Friday 14 November 2014

If Not Me (2014)

Director: Glen A Hines
Stars: Glen A Hines, Greta Skelly, Maya Patron and Deb Blume
This film was a submission to one of the IFP Phoenix film challenges in 2013. Here's an index to my reviews of 2013 submissions.
Every IFP Phoenix challenge filmmaker wants to make movies or they wouldn't be IFP Phoenix challenge filmmakers. However what they want those movies to be varies just a little. Most want to get their short films in front of eyeballs and for some, the eyeballs of their fellow filmmakers at challenge screenings is enough. Some have a little ambition and want to get their work into the Phoenix Film Festival or another local event. Most would say that they have a serious drive to become a film professional and some may even be telling the truth to themselves. Watching the short films of Glen Hines, it feels like he's building the portfolio he wants to send to the Lifetime Channel so he can make uplifting TV movies until the day he dies. Eva's Light, which caught a lot of attention at the Beat the Clock Challenge last year, was strong in itself, but If Not Me, made for the Breakout Challenge, feels very much like a companion piece to play beside it and build a theme that I wouldn't be surprised to see extend over his next few films.

Both films are underpinned by piano based scores that are uplifting with touches of sadness, though this one later goes overboard with the addition of a song to hammer the sentimentality home. Both films are centred on elderly ladies, one real and one maybe only sourced from reality. Both films unfold through a set of images, often in flashback, to underpin a narrative; Eva's Light was narrated by the woman at the heart of the story while If Not Me is built from an interview about the equivalent woman, who has left us. It could be argued that one ends with death and the other begins with it, but both highlight the passage. Both films have carefully constructed forewords and afterwords; in fact, both start out with words before we ever see visuals, setting the scene before we see it. Both films then find a visual tie to the subject to ground our exploration of them; the photos/memories in Eva's Light and the shrine to remember the old homeless lady in If Not Me. Whether the films constitute a thematic pair or just a beginning is open.

What's most obviously different here is that Glen A Hines, who again co-wrote with Deb Blume and also produced and directed the film, puts himself prominently into it too. He's the businessman who talks to someone, perhaps a journalist, about Maxine, the homeless lady who lived on a bench in the park which he passed every day for a month before realising that she wasn't there any more, presumably murdered somewhere else or he'd have noticed the crime scene tape. Other people noticed sooner, which is why a shrine was put up on the bench for this businessman to notice. This does make a little sense. While most people only see what's there and it takes a Sherlock Holmes to notice the dog in the night time who isn't, the comment here is surely that homeless people are overlooked background in our minds and we often filter them out. Having done so, the businessman is surely as much shocked by what he filtered as by an actual murder. His interview feels drenched as much in guilt as in remembrance.

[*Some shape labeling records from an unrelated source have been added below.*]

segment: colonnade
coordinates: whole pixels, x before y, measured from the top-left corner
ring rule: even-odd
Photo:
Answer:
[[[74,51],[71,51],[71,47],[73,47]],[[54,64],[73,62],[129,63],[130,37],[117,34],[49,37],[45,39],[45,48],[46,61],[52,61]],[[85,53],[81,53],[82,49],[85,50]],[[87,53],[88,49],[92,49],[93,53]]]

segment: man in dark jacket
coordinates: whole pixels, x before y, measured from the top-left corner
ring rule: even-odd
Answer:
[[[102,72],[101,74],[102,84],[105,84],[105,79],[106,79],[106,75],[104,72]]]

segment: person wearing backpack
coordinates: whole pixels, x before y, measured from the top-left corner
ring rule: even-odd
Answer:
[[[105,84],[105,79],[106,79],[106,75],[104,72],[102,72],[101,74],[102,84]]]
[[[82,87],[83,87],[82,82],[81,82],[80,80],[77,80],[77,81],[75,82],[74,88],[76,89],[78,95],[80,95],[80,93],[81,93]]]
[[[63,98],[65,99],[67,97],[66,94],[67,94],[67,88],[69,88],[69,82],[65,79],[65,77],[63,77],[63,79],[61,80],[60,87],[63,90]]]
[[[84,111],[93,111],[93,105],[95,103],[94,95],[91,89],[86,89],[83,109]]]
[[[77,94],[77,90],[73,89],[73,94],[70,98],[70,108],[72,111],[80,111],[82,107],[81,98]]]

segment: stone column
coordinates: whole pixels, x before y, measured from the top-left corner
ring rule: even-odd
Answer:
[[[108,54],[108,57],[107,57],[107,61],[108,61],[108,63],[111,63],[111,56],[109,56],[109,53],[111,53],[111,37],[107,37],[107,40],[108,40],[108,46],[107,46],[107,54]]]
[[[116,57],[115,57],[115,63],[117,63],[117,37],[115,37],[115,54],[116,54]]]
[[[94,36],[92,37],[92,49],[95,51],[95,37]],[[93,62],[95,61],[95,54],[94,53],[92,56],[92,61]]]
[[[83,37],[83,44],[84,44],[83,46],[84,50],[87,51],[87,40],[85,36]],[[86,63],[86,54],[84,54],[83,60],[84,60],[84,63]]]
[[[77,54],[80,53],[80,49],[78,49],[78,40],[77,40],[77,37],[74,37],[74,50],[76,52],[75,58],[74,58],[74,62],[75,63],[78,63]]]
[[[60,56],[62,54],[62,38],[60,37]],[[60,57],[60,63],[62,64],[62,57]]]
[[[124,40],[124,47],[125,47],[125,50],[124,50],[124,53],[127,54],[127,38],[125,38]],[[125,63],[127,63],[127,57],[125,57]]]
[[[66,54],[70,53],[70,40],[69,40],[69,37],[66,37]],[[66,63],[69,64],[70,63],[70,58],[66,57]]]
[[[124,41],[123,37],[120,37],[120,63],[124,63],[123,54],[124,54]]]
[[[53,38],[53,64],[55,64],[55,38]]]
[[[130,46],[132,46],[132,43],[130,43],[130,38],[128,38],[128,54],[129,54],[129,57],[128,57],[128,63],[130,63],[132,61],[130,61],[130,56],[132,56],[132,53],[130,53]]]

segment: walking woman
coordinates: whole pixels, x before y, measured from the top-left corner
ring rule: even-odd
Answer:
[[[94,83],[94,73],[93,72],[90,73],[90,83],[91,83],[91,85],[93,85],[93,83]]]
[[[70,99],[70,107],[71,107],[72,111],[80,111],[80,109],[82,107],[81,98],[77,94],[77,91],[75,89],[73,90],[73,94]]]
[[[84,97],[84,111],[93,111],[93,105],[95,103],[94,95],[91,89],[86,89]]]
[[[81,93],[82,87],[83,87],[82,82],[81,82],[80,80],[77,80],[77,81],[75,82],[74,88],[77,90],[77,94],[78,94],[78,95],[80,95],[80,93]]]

While If Not Me isn't as strong as Eva's Light, it's still a capable piece. Hines knows how to play with our emotions and he does it well, focusing on the positive in so doing rather than the negative. He's a decent face for the film, though of course it's Maxine herself who steals our attention, playing backgammon with herself on her bench, which she's adorned with the sort of things that made her happy (things that aren't remotely dirty enough). There's a neat use of time lapse photography, highlighting how the world moves too fast to notice little details like Maxine. The shots of her standing still while the world flows inexorably around her in a marketplace are especially potent and deserved much more running time. Greta Skelly is excellent as Maxine, though she never has the chance to speak. Hines provides her background and the film provides her voice. Where this loses out to Eva's Light is in how sentimental it gets, the overblown song an overdone crescendo to a much more subtle short film that deserved to play out on the piano.